Das Amts-, Schul- und Gefängnisgebäude der alten freien Reichsstadt Hopfingen soll als ehemaliges Benediktiner- und nachheriges Zisterzienserkloster älter sein als die ganze Stadt Hopfingen. Seine Krypten, sonst Keller geheißen, sind im romanischen, die Mittelpartien im gotischen, ein linker Flügel im Jesuitenstil und ein oberer Aufsatz im königlichen Kasernenstil der nachnapoleonischen Zeit erbaut.

Die weitläufige Gebäudemasse liegt unmittelbar über den moosigen Ringmauern der alten Reichsstadt, im Schatten hundertjähriger Ulmen und Linden.

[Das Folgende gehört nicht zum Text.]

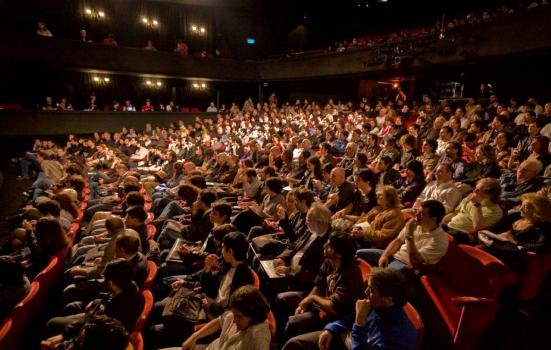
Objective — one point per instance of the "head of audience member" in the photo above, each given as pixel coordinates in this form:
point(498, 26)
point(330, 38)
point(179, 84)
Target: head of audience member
point(50, 236)
point(443, 173)
point(429, 146)
point(203, 202)
point(415, 171)
point(274, 186)
point(387, 197)
point(304, 199)
point(103, 332)
point(485, 154)
point(234, 248)
point(127, 245)
point(386, 287)
point(220, 213)
point(453, 150)
point(249, 307)
point(535, 207)
point(188, 193)
point(430, 214)
point(528, 170)
point(351, 150)
point(118, 275)
point(318, 219)
point(114, 225)
point(340, 249)
point(365, 181)
point(540, 145)
point(135, 217)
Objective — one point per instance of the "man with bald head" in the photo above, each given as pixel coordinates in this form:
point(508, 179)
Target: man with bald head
point(342, 191)
point(524, 180)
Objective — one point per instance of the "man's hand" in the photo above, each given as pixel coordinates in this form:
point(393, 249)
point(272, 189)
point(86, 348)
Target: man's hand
point(363, 307)
point(325, 340)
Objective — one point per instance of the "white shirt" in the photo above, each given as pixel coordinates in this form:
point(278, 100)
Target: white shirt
point(431, 245)
point(445, 193)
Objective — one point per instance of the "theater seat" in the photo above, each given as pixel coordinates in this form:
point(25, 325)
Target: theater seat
point(22, 316)
point(463, 294)
point(417, 323)
point(136, 341)
point(152, 267)
point(148, 305)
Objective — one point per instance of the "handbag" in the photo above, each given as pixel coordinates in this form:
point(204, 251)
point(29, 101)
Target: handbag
point(186, 304)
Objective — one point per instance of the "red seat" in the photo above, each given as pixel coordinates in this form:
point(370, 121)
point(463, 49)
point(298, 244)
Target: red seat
point(148, 305)
point(151, 275)
point(22, 315)
point(417, 323)
point(136, 340)
point(464, 294)
point(5, 329)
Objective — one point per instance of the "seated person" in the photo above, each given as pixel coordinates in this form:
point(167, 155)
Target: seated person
point(532, 232)
point(442, 189)
point(124, 303)
point(379, 322)
point(300, 262)
point(243, 327)
point(198, 227)
point(218, 281)
point(478, 211)
point(381, 223)
point(100, 332)
point(335, 293)
point(525, 180)
point(14, 284)
point(422, 241)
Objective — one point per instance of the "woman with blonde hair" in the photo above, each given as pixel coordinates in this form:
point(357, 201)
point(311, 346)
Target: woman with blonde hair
point(383, 222)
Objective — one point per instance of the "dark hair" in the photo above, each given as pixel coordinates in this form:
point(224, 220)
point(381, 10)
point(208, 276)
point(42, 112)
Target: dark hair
point(207, 197)
point(306, 195)
point(119, 271)
point(237, 242)
point(388, 283)
point(188, 193)
point(436, 210)
point(11, 272)
point(432, 144)
point(137, 213)
point(104, 332)
point(250, 301)
point(49, 207)
point(274, 184)
point(223, 209)
point(344, 245)
point(129, 244)
point(198, 181)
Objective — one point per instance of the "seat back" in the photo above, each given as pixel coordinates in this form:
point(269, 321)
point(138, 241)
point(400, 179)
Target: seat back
point(256, 279)
point(148, 305)
point(417, 323)
point(152, 267)
point(22, 315)
point(136, 340)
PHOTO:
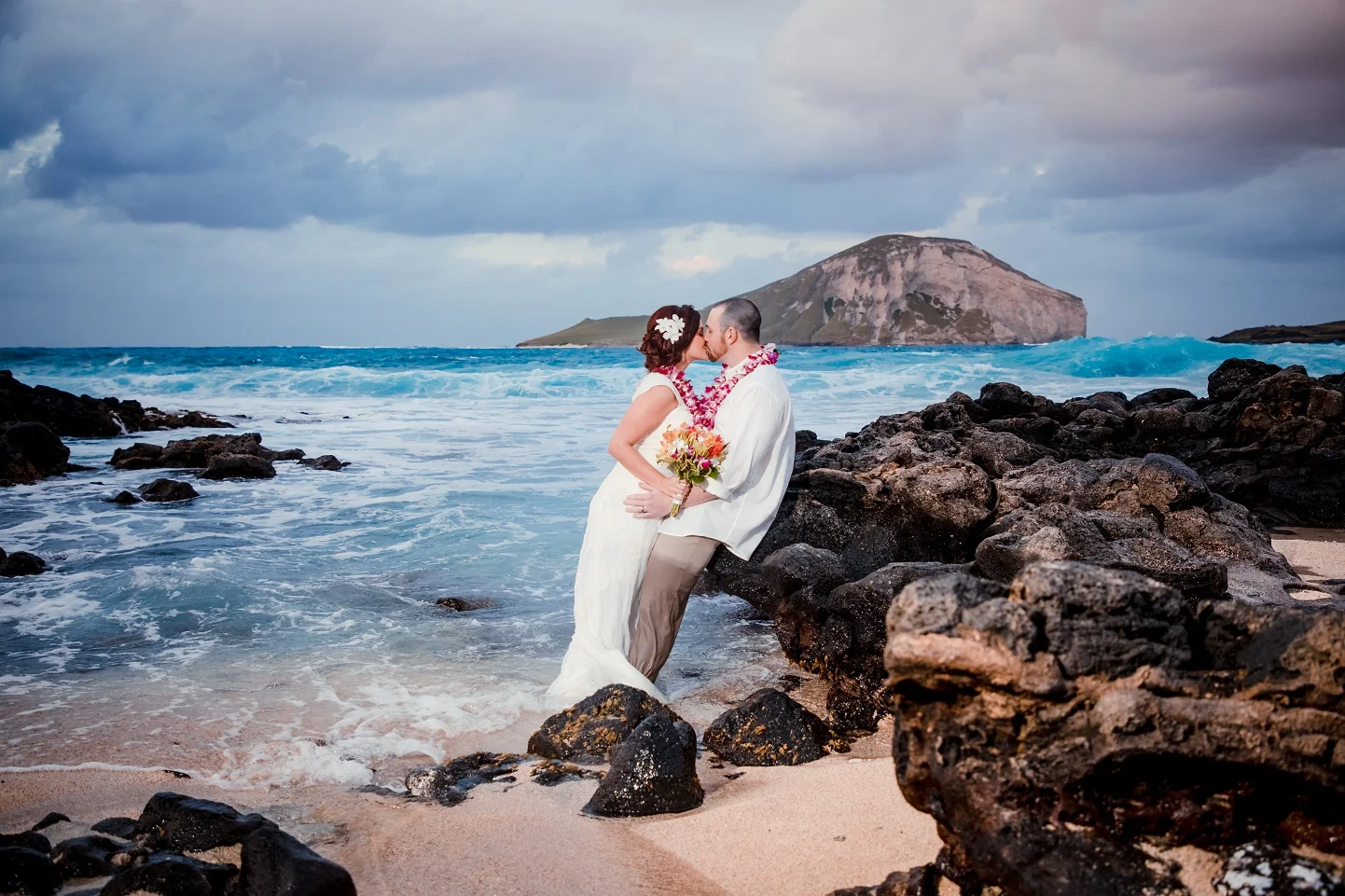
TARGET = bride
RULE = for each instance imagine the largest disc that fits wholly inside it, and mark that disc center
(617, 545)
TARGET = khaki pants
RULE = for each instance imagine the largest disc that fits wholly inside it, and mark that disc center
(674, 565)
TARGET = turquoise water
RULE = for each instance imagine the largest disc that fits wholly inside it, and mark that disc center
(288, 626)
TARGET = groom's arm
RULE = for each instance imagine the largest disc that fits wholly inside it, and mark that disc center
(655, 504)
(749, 434)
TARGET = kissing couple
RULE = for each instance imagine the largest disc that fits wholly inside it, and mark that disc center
(639, 559)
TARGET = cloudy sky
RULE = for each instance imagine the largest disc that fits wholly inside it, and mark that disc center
(446, 172)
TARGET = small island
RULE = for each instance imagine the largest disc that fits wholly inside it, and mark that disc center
(1311, 334)
(889, 291)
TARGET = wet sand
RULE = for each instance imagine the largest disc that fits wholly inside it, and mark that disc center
(1315, 555)
(810, 829)
(837, 822)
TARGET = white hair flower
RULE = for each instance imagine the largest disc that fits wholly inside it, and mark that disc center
(672, 328)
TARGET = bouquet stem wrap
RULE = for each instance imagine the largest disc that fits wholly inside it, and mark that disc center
(693, 453)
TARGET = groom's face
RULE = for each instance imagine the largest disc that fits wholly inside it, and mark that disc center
(714, 342)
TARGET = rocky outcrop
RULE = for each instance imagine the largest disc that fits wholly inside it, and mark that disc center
(88, 418)
(238, 467)
(326, 462)
(589, 729)
(187, 823)
(30, 452)
(769, 728)
(198, 453)
(448, 783)
(889, 291)
(1058, 724)
(1091, 646)
(164, 489)
(653, 772)
(1318, 334)
(21, 562)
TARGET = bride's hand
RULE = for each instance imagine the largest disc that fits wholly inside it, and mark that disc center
(674, 489)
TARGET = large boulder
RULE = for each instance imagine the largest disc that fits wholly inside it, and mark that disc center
(21, 562)
(173, 875)
(187, 823)
(653, 772)
(767, 728)
(448, 783)
(590, 728)
(29, 452)
(238, 467)
(27, 871)
(1055, 726)
(276, 864)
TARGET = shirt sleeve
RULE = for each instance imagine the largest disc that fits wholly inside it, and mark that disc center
(749, 432)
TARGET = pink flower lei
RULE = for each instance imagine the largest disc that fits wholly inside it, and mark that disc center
(708, 407)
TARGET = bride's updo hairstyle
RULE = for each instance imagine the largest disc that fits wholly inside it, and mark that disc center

Ein mächtiger Efeuwuchs um Gesimse, Nischen und Erker erhöht noch die geheimnisreiche Romantik dieser labyrinthischen Architektur, im Innern voll schauerlicher Verließe, halsbrecherischer Wendeltreppen und einbrechender Böden, nebst der dazugehörigen Menge von Moder, Staub und Spinnweben.

Eine solche Residenz mußte den überspanntesten Sehnsuchtstraum nach Fremdem und Aberteuerlichem vollauf befriedigen.

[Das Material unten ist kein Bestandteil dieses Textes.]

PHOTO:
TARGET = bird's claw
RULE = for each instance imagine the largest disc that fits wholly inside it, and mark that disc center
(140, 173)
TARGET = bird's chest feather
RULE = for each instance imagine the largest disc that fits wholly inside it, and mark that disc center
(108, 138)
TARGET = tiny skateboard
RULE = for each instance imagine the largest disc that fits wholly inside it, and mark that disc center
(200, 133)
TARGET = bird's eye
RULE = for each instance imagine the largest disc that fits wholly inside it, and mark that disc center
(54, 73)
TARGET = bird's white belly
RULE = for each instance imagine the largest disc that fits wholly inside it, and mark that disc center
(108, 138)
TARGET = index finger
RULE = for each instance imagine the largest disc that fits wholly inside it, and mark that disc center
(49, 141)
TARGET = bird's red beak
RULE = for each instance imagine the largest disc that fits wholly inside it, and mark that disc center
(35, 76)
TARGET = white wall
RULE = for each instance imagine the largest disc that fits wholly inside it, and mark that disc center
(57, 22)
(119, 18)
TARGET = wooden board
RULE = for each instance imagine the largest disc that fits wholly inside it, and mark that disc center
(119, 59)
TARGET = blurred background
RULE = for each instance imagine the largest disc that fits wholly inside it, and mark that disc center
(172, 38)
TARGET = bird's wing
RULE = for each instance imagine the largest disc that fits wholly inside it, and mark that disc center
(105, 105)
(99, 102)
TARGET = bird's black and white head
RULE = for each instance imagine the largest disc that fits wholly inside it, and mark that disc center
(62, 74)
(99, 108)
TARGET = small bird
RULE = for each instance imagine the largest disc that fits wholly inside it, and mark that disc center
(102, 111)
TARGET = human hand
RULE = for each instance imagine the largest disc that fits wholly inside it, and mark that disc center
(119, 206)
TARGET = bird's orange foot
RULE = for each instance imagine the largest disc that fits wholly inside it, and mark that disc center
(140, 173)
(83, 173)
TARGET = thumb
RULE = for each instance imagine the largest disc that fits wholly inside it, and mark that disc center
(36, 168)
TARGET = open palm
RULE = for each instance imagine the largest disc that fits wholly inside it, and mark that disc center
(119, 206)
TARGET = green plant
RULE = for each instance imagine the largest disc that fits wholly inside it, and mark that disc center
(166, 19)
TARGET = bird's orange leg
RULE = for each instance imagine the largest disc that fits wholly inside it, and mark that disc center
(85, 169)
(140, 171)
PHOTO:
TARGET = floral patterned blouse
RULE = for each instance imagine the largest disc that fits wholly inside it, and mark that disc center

Bei dem als Unterlehrer hier residierenden und fungierenden Herrn Alexander Schmälzle war dies jedoch gar nicht mehr nötig. Dessen Streben ging längst nicht mehr auf Abenteuer.

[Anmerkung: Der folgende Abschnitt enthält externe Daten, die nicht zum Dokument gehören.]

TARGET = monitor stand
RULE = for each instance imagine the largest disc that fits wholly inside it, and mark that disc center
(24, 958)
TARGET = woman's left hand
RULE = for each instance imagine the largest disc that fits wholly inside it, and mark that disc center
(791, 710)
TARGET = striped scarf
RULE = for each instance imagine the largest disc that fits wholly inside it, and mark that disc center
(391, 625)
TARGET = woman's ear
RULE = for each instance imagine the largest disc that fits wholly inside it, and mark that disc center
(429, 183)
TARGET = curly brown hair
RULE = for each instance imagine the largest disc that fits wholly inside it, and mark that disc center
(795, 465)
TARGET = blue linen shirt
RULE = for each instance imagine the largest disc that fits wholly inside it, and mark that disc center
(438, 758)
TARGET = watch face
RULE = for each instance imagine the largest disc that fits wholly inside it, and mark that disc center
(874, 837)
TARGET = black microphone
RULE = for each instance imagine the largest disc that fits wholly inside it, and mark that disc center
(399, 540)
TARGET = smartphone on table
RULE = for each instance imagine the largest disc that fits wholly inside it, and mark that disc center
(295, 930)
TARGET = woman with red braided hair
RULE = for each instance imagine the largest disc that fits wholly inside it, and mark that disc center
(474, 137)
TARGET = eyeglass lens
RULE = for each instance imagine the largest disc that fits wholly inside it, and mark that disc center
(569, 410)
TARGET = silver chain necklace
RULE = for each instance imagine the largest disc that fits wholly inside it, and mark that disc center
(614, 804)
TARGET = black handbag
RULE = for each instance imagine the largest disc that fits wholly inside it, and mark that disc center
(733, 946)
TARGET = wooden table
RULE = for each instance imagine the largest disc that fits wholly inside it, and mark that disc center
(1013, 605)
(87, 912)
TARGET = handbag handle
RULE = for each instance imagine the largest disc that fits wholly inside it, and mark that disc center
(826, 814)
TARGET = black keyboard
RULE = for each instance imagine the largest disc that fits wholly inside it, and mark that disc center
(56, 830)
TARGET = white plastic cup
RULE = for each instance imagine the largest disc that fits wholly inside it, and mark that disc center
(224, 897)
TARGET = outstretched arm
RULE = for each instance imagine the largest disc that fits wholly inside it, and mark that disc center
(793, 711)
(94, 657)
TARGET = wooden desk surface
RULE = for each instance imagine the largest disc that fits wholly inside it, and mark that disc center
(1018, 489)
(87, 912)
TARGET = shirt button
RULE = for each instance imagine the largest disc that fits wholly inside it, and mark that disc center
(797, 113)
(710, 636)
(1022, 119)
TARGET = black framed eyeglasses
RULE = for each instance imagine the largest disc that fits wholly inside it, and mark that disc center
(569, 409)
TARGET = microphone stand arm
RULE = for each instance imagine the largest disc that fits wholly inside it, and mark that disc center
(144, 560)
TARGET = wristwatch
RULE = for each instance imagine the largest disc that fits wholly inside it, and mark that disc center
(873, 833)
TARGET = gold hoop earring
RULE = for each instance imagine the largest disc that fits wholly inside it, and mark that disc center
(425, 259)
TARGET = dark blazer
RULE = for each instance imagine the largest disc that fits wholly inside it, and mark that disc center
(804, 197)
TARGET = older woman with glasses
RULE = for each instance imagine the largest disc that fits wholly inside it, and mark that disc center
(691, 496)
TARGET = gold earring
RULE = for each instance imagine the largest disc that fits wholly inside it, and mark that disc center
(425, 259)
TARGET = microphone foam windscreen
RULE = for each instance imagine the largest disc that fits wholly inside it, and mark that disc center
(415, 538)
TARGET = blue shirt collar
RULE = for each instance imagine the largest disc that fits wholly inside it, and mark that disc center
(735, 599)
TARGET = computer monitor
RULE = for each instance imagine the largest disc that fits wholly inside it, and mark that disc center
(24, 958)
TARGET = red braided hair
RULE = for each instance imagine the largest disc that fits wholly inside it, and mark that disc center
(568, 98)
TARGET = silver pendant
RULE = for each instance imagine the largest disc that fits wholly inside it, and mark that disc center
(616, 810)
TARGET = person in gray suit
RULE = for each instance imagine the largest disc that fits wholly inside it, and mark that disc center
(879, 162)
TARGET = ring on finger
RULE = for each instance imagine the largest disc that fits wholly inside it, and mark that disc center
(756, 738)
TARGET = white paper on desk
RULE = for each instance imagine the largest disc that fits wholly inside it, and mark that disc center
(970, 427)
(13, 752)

Als einfältiger Schneiderlehrling mochte Schmälzle einmal solch närrische Träume im Busen genährt haben; seit Alexander aber zu den Gelehrten zählte, war er vernünftiger geworden und konnte in einem Schneidergesellen auf der Wanderschaft weder etwas Schönes, noch etwas Großes, noch etwas Würdiges, noch etwas Menschheitförderndes sehen. Er machte sich deshalb von der Gelehrsamkeit und wissenschaftlichen Kapazität eines gewissen weiland königlich-preußischen Leutnants namens Franz Freiherr von Gaudy keine hohe Meinung, weil dieser nebst anderen Büchern, deren Wert Alexander Schmälzle dahingestellt sein ließ, auch ein ganzes Buch »Aus dem Tagebuch eines wandernden Schneidergesellen« geschrieben hat. Ein Gelehrter von der Bedeutung des Unterlehrers Alexander Schmälzle würde sich niemals zu einer solchen Arbeit heruntergelassen haben.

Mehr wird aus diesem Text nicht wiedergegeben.